NZ留学を経て、DF力とキック力が大きく進歩したSH山路健太のゲームメイクも鍵を握る。

Hondaの藤本HCが「あまり情報がない」と認めるとおり、実像を掴みきれない面もある宗像サニックスだが、6月のプレシーズンマッチでコカ・コーラに勝つなどTL勢にも十分太刀打ちできる実力があると見て間違いないだろう。

「あらゆる負荷のかかる場所で走り込んできた」(藤井雄一郎部長兼監督)といい、持ち前のランニングラグビーはさらなる進化を見せてくれそうでもある。
近鉄(6月)、ヤマハ発動機(7月)に対して後手に回ったセットプレーを安定させることができるかが、宗像サニックススタイルを生かすポイントとなる。

パロマ瑞穂の第2試合は豊田(トヨタ)ダービー(トヨタ自動車ヴェルブリッツ−豊田自動織機シャトルズ=19:30)。

地元ダービー戦でのシーズンインとなるトヨタ自動車(写真はFL安藤主将)。
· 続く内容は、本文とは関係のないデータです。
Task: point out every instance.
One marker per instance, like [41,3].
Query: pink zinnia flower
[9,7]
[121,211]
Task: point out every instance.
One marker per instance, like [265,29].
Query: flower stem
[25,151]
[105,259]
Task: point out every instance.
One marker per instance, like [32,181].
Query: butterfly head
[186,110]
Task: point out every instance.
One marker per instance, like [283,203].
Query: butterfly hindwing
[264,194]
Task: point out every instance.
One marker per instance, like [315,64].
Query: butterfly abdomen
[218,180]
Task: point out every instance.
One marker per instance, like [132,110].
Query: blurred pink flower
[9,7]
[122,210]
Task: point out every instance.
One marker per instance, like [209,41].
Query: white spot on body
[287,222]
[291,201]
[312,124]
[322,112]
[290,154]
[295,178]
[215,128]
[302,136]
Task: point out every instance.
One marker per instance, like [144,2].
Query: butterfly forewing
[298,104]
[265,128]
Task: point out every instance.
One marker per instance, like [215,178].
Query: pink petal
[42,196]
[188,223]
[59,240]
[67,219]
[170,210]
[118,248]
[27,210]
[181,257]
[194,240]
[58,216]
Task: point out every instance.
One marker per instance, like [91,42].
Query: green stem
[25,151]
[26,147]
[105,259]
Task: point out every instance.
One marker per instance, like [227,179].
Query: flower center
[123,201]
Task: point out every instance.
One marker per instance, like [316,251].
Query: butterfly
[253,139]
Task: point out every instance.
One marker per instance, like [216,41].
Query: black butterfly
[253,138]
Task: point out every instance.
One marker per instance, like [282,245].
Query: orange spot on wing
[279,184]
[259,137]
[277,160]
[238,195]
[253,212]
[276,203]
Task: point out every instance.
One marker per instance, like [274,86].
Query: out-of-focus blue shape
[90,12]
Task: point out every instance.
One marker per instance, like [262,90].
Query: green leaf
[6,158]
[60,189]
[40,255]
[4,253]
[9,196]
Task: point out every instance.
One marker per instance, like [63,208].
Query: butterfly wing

キヤノンは九州・熊本での開幕 photo by Kenji Demura

地元ダービー戦でのシーズンインとなるトヨタ自動車(写真はFL安藤主将)。キヤノンは九州・熊本での開幕
photo by Kenji Demura

過去のトップリーグにおける同ダービーの対戦成績はトヨタ自動車の3勝。
昨季が5位、その前が2季続けて6位と4強入りへあと一歩というシーズンが続いているトヨタ自動車としては、得意のダービー戦で快勝してトップ4入りへの勢いに乗りたいところ。
「それぞれの選手がそれぞれの役割をしっかり理解するようになってきた」
就任2年目のトヨタ自動車の菅原大志監督は新シーズンに向けての手応えをそう語る。重点的に取り組んできたのはブレイクダウンの基本スキルのアップとスクラム強化。日本代表、サンウルブズでの経験もあり大きく成長したFL安藤泰洋主将のプレーイメージ通りに激しく前に出るプレーぶりで上位進出を狙う。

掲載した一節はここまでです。